Depending on where the detonations occur, a nuclear exchange could potentially cut people off from critical water and food supplies, putting increased and potentially unsustainable strains on uncontaminated areas.  After the Chernobyl nuclear power plant, situated in Ukraine, melted down and exploded in 1986, authorities established a 1,000 square mile restricted access "exclusion zone" that remains in place today. 

A map showing the recorded spread of radiation in the aftermath of the Chernobyl disaster., CIA

There would also be a major danger of second-order "spillover" effects, as individuals fled affected areas, putting economic and political strains on neighboring regions. This could inflame existing tensions not directly related to the inter-state conflict between India or Pakistan or lead to all new and potentially violent competition for what might already be limited resources. India has already threatened to weaponize water access in its latest spat with the Pakistanis.

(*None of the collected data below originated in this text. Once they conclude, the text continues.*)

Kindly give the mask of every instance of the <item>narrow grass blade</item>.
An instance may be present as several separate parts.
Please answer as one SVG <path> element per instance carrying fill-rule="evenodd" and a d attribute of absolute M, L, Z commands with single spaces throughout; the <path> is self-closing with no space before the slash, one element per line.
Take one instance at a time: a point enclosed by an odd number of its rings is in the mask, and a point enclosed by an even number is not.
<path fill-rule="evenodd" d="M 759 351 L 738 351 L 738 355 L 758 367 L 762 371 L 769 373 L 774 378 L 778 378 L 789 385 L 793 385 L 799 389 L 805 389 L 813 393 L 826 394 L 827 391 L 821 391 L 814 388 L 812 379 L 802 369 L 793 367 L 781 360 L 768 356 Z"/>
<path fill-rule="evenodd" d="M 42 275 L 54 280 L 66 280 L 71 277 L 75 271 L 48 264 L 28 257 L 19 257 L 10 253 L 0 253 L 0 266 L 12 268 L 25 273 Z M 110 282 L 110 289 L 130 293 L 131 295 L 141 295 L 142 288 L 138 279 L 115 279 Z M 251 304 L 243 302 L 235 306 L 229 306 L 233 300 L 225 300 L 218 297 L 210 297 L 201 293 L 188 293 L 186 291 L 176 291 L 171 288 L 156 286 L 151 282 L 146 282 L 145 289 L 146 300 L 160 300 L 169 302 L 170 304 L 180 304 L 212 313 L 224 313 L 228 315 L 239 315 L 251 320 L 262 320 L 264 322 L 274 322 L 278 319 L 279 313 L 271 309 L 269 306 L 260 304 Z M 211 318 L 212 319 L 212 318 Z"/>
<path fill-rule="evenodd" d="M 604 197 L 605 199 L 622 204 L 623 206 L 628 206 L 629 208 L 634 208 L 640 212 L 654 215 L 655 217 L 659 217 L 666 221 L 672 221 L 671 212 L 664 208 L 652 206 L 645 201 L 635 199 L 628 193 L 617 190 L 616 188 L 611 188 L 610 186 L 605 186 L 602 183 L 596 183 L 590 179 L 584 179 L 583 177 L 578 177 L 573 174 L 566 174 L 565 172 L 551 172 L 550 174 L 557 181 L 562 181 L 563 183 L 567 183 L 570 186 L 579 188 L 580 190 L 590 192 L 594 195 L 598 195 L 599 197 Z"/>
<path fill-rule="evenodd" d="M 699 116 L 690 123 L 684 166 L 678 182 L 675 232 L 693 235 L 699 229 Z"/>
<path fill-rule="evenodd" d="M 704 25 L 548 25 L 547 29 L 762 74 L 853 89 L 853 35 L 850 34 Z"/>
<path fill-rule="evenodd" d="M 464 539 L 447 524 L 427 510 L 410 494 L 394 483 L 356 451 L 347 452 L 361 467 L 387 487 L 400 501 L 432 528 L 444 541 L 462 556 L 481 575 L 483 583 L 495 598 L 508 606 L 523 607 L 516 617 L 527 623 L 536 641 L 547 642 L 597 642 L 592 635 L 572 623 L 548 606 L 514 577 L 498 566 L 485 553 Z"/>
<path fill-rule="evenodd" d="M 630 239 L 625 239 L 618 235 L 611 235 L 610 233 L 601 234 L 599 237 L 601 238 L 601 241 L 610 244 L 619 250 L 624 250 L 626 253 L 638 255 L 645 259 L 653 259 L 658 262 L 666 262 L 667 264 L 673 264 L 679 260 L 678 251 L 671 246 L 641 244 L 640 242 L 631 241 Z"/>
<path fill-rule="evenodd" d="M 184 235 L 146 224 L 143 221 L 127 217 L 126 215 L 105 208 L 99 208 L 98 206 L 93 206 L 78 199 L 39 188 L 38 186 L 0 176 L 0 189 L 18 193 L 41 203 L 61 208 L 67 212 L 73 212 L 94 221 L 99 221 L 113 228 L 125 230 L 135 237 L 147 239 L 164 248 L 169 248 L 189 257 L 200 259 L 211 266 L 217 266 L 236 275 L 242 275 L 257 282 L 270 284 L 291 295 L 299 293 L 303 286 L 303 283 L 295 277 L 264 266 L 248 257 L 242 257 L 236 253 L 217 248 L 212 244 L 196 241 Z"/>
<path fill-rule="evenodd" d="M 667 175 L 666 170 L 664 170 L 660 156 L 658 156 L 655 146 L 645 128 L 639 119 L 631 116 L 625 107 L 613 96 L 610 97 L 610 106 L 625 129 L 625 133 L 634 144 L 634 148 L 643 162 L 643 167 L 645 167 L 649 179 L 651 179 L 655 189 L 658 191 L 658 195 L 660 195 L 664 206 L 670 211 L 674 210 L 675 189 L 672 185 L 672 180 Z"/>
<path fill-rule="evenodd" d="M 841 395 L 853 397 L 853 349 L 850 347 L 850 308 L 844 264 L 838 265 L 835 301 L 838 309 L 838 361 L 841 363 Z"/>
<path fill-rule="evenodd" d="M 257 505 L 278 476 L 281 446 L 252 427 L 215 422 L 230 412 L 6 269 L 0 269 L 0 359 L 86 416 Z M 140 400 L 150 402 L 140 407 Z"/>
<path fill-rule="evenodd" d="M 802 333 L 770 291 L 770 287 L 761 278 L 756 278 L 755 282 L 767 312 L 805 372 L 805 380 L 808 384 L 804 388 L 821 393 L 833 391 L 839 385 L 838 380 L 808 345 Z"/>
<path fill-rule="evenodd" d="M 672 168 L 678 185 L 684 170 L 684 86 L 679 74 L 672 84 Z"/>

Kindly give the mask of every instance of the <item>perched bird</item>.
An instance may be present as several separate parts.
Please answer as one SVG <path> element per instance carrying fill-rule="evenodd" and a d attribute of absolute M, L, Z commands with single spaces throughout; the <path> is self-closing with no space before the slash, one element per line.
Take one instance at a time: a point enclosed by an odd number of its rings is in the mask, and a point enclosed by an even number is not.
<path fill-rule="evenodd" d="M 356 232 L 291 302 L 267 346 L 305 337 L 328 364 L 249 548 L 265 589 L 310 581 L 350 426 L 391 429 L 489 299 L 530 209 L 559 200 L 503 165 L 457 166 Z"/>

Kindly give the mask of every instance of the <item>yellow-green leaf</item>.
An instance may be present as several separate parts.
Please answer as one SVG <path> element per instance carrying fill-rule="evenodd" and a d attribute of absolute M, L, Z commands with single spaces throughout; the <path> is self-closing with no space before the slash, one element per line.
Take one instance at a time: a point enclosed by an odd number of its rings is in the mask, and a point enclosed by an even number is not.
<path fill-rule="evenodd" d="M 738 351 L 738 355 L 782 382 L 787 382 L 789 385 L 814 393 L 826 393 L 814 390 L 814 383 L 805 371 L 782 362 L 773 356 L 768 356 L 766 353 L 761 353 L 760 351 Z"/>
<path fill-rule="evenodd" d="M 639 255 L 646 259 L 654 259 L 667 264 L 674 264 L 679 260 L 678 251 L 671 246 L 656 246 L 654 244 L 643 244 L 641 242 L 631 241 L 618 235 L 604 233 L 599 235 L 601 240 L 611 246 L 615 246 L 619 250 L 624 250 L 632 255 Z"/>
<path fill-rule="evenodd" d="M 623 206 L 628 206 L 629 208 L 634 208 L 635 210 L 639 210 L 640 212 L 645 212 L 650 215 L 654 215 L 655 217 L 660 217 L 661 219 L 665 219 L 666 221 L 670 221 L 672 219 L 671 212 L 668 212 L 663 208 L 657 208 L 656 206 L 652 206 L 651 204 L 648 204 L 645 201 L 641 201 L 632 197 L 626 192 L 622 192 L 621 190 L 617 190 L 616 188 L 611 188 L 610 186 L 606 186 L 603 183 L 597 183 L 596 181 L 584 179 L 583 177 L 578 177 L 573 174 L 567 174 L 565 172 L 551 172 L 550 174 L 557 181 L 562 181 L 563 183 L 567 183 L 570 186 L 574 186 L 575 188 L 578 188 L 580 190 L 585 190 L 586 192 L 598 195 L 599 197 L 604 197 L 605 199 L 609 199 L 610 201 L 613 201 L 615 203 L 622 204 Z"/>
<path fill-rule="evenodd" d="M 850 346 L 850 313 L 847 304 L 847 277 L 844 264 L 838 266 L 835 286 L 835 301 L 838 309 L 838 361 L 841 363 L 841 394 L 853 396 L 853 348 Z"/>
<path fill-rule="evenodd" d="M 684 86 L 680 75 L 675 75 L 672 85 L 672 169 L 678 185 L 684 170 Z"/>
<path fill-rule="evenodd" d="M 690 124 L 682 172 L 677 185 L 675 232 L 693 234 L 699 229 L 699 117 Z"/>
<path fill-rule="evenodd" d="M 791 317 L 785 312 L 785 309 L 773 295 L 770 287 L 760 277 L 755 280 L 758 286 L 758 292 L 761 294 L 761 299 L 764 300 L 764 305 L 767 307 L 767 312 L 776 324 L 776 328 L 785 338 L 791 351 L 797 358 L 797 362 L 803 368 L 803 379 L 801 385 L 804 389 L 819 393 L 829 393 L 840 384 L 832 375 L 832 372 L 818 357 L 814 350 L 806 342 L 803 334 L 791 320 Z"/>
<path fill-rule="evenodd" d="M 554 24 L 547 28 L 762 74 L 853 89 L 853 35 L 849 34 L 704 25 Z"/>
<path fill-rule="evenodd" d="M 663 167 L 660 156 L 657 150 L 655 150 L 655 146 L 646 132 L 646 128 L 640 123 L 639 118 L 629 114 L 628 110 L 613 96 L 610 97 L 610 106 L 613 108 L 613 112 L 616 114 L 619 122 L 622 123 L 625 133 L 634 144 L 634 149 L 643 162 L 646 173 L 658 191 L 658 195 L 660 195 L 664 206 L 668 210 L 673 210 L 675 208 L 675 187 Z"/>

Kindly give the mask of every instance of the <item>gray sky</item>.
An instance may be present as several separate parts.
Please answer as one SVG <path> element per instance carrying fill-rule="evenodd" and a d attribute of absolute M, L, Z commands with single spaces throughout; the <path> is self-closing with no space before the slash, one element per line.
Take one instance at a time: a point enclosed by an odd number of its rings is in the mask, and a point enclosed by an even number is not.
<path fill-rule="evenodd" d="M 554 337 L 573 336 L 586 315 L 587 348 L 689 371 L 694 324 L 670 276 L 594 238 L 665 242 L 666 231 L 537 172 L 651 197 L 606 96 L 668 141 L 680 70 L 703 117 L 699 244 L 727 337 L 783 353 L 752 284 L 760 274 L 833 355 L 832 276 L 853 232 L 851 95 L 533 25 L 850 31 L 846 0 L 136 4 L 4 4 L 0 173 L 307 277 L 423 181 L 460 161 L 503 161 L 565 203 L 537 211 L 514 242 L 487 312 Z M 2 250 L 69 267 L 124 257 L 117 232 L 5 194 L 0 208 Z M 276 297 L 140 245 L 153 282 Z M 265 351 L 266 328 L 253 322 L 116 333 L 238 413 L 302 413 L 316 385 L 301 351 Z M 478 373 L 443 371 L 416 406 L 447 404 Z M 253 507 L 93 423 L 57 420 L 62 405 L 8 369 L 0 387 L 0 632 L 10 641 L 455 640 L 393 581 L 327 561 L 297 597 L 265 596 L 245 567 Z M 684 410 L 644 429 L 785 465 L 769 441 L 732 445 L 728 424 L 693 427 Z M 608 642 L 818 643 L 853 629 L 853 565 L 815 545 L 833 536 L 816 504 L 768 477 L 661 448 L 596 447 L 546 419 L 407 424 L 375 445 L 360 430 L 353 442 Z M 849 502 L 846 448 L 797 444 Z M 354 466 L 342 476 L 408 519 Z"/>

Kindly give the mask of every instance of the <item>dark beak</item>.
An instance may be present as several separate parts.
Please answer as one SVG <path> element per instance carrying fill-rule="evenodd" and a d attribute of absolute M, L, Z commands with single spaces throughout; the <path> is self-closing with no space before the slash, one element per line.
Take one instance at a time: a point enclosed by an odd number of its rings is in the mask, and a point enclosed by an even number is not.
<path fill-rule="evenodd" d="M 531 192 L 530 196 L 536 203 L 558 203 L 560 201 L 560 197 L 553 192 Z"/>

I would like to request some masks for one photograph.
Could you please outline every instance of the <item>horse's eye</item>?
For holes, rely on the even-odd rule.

Any serious impacts on food and water supplies, or other economic upheavals as a direct or indirect result of the conflict, would have cascading impact across South Asia and beyond, as well. The very threat of a potential India-Pakistan war of any kind already caused some negative reactions in regional financial markets. Those markets would certainly collapse after an unprecedented nuclear exchange actually occurred, and that is before the long-term physical impacts of such an event would even manifest themselves. 

Overall, we are talking about a sudden and dramatic geopolitical, financial, and environmental shift that would change our reality in a matter of hours. Even then, the darkness, both figuratively and literally, that could propagate over the weeks, months, and years would be far more damaging. 

How great is the risk?

So far, India and Pakistan have not made any clear indications that the fighting is close to crossing their nuclear thresholds. Pakistan's warnings about the risks of escalation seem more calculated to try and prompt India to back down.

India itself has a so-called "no first use" policy, which means it has publicly pledged to use its nuclear weapons only in retaliation to a nuclear strike. However, experts have increasingly called into question whether this is truly the case and whether India might be developing delivery systems more suited to a first strike should there be a need to shift policies.

Pakistan, however, does not have a no first use policy and has insisted on its right to employ nuclear weapons to defend itself even in the face of purely conventional threat. Pakistani officials have, in the past, specifically cited this policy as way of deterring India, which has a much larger and in some cases more advanced conventional force, and preventing larger wars.

The concern, then, is that this policy appears to have failed, at least to some degree, with India's strike on undisputed Pakistani territory on Feb. 26, 2019. India, however, did not target Pakistani forces in that instance and exchanges between the two countries have been limited, at least so far, to the disputed Jammu and Kashmir region, where violent skirmishes occur semi-regularly without precipitating a larger confrontation.

We can only hope that the two countries will find a diplomatic solution to this latest conflict and avoid any further escalation. If things were to spiral out of control and lead to the use of nuclear weapons, it would be something that would threaten all of humanity.